If you were very diligent in how you packed either box truck you reduce the need for such a friend, but it's sure nice to have them no matter what. Chances are the PS4 will have some level of this same concept as well, though likely not to the same extent that MS is incorporating, since MS needs some way to get over the DDR3 bottleneck.

I'd say it's a further complication resulting from MS wanting 8 GB of memory and therefore going with clearly too slow DDR3. Move Engines, ESRam, etc. are all attempts to patch over that deficiency.

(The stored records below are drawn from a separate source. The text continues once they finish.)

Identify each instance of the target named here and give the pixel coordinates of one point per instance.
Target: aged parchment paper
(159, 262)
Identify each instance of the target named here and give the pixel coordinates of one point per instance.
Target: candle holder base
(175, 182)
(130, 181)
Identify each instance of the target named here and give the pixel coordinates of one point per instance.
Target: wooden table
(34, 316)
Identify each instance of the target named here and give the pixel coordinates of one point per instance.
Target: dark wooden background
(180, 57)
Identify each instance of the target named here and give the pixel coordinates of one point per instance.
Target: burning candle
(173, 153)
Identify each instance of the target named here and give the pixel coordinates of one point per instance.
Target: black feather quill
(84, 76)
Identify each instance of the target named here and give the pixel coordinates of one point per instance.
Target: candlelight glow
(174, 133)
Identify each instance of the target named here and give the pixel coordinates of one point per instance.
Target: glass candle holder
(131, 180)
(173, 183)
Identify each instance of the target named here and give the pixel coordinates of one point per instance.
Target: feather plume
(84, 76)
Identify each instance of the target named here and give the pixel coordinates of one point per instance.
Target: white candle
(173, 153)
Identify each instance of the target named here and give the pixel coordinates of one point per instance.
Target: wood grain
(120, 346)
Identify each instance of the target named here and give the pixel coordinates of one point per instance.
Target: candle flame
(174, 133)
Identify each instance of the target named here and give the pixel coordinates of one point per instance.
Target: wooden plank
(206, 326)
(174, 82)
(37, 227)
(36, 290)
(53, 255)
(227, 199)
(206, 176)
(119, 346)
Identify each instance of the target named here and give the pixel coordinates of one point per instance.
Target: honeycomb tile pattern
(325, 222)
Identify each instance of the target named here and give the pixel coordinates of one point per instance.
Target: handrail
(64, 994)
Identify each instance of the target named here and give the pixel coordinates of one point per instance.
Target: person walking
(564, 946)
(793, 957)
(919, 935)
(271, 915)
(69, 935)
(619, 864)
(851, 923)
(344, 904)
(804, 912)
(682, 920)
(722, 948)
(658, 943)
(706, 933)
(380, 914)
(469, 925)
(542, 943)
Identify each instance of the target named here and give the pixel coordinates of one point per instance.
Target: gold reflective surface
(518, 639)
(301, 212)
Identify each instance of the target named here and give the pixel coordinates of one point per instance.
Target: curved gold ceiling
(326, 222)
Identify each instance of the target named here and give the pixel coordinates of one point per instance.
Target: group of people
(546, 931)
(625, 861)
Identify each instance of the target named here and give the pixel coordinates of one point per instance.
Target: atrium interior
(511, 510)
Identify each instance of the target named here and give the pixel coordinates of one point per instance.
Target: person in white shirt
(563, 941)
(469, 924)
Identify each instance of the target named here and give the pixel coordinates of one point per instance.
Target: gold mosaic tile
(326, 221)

This is also likely why MS is running them pre-programmed, because making developers have to manage this to avoid a bottleneck the PS4 doesn't have would be a pain in the ass.

You sir, are my hero. Thank you for a such a wonderful analogy.
 

sangreal

Member
This is the beauty of new hardware. Despite the PS4 and X720 have a similar originating hardware the end goals of each manufacturer are very far apart. This is real, meaningful differentiation. I think that's great because the last thing I want is another PS3/360 generation where outside of first party titles and a handful of exclusives the two systems are basically twins. I'll buy both so I want both to provide unique services, not a cookie cutter template of "next gen" that makes it an "either/or" choice where I end up buying one, playing the exclusives, and then offloading it. Nintendo already makes me do that.

couldn't agree more
 

mrklaw

MrArseFace
This is an excellent post. It takes real skill and knowledge to be able to come up with this clear of a metaphor for complicated tech stuff.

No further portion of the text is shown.